Hoje explorado pelo São Paulo, "K" foi vetado a Cacá em 2001
Nesta época em que o marketing tem cada vez mais importância para os clubes de futebol, a letra K vem sendo explorada nas ações do São Paulo que destacam o retorno de Kaká. Mas nem sempre foi assim. Em 2001, a então promessa da base tricolor começou nos profissionais sendo chamado de Cacá e tentou mudar pouco tempo depois a grafia do apelido, mas enfrentou uma resistência inicial na diretoria.

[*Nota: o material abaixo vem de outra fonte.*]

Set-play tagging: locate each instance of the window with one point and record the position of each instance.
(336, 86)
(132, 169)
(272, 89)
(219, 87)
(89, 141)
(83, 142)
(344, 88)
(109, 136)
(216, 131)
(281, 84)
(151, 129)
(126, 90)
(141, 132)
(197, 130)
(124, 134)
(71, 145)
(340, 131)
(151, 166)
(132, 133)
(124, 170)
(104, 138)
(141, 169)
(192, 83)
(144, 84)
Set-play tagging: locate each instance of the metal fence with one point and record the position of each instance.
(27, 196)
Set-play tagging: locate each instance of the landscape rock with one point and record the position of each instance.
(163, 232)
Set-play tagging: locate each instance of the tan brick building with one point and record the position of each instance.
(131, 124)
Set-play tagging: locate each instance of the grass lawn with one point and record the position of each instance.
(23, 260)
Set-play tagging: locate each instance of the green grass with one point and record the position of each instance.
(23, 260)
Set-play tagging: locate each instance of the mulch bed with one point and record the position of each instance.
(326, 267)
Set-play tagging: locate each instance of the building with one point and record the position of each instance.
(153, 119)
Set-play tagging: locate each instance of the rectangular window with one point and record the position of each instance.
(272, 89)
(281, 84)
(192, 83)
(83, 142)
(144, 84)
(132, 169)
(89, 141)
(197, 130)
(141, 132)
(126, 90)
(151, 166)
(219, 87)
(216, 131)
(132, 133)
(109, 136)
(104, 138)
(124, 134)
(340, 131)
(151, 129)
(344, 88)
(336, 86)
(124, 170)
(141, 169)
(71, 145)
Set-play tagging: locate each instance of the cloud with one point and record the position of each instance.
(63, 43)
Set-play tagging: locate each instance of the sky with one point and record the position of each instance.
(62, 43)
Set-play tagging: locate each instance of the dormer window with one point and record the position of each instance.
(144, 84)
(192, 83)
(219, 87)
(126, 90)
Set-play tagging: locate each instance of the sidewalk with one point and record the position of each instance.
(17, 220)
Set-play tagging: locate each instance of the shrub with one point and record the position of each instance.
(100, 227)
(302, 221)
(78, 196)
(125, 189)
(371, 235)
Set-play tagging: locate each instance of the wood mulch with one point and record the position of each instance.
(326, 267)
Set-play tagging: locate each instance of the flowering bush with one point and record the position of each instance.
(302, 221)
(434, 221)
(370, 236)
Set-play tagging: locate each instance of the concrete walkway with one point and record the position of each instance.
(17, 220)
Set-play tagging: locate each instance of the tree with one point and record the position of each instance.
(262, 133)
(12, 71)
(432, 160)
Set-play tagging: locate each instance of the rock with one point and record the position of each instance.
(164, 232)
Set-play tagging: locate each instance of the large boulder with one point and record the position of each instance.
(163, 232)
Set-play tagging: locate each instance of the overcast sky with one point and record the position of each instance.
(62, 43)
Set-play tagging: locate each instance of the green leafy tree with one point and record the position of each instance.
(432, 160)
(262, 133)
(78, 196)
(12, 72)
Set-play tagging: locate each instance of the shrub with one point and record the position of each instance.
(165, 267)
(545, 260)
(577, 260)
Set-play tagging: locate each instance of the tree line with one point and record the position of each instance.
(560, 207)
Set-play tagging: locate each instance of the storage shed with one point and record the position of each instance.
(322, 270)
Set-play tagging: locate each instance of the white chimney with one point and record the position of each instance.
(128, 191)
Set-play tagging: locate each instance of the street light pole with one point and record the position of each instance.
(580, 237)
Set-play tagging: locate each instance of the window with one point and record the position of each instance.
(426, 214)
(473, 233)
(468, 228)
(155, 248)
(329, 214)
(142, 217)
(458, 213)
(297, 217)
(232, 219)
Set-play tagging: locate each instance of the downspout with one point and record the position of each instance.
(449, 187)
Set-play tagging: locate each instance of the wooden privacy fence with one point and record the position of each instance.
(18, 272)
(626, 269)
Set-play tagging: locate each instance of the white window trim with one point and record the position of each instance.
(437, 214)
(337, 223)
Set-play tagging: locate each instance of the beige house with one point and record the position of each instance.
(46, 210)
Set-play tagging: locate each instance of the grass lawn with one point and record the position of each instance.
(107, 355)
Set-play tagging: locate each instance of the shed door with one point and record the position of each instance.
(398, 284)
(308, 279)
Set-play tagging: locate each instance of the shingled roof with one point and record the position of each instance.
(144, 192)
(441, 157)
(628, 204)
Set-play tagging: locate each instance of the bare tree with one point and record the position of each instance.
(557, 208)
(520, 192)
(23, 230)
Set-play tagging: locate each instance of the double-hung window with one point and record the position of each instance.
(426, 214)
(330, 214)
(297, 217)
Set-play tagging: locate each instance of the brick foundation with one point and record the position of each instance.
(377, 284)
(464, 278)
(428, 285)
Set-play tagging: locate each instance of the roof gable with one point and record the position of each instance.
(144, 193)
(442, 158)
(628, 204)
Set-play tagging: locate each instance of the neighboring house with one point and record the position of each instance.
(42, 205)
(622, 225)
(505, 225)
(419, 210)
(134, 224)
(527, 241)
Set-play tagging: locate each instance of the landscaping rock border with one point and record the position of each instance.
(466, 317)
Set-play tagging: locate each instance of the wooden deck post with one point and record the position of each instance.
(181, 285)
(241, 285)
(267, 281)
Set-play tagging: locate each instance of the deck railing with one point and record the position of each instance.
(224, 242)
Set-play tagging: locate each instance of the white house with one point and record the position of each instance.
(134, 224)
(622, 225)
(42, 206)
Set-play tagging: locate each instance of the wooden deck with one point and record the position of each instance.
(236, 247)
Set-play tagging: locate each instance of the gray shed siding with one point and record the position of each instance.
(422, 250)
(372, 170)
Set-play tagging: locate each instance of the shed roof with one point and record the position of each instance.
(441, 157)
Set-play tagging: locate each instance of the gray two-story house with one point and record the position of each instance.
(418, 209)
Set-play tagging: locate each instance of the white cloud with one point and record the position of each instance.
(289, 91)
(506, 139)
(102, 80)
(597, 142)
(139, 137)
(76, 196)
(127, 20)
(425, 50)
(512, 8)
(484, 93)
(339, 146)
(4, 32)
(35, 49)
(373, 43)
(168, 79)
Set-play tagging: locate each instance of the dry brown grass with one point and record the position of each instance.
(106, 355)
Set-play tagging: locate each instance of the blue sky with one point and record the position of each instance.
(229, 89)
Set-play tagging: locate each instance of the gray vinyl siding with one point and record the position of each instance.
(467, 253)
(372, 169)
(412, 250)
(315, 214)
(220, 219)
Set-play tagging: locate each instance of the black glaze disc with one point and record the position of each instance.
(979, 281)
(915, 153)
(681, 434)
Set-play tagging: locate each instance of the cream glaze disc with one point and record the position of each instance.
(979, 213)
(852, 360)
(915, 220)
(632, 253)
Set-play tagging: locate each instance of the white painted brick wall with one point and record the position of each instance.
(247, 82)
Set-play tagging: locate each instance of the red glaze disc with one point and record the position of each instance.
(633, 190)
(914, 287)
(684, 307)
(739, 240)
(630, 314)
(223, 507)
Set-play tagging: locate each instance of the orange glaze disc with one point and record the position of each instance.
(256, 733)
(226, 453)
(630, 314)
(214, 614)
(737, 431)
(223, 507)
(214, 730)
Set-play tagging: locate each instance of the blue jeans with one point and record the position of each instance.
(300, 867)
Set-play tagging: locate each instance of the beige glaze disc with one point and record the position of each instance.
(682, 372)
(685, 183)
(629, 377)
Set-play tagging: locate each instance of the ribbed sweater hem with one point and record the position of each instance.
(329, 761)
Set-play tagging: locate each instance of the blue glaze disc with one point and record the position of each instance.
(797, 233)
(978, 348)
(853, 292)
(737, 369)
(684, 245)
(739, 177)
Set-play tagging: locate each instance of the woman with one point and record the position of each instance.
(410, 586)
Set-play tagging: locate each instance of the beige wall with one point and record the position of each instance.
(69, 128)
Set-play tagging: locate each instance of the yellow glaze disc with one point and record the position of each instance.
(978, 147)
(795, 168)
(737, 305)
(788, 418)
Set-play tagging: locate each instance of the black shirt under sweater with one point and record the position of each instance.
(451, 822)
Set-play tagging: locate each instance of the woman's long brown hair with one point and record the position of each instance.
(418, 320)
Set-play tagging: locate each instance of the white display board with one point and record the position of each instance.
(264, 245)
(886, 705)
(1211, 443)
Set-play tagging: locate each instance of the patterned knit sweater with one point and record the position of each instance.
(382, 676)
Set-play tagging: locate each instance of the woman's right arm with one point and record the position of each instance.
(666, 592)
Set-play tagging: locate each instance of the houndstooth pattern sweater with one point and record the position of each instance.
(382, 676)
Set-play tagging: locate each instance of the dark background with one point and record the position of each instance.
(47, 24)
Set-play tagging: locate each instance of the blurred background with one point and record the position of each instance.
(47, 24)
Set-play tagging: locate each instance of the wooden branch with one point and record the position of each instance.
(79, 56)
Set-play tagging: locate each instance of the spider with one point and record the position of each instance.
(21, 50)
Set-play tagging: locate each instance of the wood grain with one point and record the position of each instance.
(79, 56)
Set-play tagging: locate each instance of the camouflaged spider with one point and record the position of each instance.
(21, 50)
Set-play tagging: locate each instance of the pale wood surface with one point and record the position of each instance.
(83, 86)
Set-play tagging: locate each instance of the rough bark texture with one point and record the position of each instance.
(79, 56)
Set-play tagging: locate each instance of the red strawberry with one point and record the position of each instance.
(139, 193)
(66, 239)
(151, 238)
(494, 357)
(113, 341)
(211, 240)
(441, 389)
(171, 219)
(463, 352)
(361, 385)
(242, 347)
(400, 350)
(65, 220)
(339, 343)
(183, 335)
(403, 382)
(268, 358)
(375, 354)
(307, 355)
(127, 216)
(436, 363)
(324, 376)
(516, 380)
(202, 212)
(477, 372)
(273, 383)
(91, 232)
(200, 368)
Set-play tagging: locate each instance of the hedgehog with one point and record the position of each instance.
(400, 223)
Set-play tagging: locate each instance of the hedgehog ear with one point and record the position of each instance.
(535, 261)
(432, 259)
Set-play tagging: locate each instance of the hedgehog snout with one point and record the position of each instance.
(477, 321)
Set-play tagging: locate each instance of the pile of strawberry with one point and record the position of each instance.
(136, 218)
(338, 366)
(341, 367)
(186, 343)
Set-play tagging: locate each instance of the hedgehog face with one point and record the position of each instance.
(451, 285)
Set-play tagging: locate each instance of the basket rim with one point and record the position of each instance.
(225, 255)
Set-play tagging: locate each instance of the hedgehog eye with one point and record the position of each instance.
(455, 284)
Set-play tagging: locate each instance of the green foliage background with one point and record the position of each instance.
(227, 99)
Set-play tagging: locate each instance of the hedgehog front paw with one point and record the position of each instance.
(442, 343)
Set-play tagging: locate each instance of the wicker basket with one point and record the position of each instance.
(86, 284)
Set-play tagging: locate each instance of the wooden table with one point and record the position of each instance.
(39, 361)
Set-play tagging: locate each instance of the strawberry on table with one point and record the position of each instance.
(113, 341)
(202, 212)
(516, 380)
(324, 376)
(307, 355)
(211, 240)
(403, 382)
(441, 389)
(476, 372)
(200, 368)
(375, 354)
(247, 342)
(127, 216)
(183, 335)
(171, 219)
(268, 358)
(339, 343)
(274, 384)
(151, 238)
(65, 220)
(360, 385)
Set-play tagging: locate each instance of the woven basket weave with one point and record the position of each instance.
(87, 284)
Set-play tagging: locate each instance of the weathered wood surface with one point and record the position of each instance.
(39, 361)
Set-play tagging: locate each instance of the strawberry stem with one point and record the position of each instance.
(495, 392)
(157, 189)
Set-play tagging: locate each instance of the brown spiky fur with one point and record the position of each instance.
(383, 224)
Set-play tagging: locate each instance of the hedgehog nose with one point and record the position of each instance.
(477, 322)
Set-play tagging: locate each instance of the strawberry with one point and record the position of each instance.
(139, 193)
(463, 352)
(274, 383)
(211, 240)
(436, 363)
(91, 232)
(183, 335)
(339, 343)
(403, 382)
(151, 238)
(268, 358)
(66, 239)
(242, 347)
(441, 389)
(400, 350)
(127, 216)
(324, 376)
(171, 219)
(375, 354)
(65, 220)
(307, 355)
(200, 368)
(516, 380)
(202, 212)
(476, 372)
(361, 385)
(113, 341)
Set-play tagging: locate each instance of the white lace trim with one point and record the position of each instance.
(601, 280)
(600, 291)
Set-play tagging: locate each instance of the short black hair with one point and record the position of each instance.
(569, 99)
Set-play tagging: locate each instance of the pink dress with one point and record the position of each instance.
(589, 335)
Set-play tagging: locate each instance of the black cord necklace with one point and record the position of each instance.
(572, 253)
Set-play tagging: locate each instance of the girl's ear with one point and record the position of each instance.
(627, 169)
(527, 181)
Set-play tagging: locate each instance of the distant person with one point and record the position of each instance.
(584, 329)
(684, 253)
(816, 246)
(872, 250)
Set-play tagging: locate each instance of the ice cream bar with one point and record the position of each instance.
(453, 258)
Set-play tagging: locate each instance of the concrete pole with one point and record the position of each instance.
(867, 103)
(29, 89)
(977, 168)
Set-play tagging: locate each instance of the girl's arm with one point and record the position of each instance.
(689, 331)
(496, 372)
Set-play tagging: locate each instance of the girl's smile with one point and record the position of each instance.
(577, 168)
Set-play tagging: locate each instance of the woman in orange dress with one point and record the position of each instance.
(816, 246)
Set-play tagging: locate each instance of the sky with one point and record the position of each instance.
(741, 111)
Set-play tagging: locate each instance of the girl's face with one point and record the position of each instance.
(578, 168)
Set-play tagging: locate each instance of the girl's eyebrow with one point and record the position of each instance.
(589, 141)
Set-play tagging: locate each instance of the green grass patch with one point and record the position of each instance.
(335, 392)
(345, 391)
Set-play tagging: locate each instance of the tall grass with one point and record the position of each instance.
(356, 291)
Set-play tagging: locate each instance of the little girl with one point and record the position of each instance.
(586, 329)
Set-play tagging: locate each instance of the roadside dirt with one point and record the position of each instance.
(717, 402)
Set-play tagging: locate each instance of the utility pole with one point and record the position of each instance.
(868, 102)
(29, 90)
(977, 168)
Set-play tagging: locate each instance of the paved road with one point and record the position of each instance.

Ricardo Izecson dos Santos Leite fez sua estreia pelo time principal são-paulino em 1º de fevereiro de 2001, entrando no decorrer do empate por 1 a 1 contra o Botafogo, ainda na primeira fase do Torneio Rio-São Paulo. A competição, que era tratada como um laboratório pelo clube para os testes no time, acabou conquistada pela equipe, depois de grande atuação do então Cacá na decisão contra o mesmo time do Rio de Janeiro.
Depois da conquista, o meio-campista revelou a preferência pelo apelido com K, pois, na comemoração do troféu, no Morumbi, distribuiu autógrafos escrevendo Kaka, sem acento. A atitude gerou a curiosidade dos fãs, e o garoto revelou que era assim que gostaria de ser conhecido.
"Quando eu estava no amador, achavam que era mais interessante eu assinar com K", declarou o jogador, em edição do jornal A Gazeta Esportiva veiculada dois dias depois do título. "Eu pedi para, se possível, mudar. Mas não é uma exigência", acrescentou, ciente de que a mudança poderia ser inviável no Paulista, que já estava em andamento.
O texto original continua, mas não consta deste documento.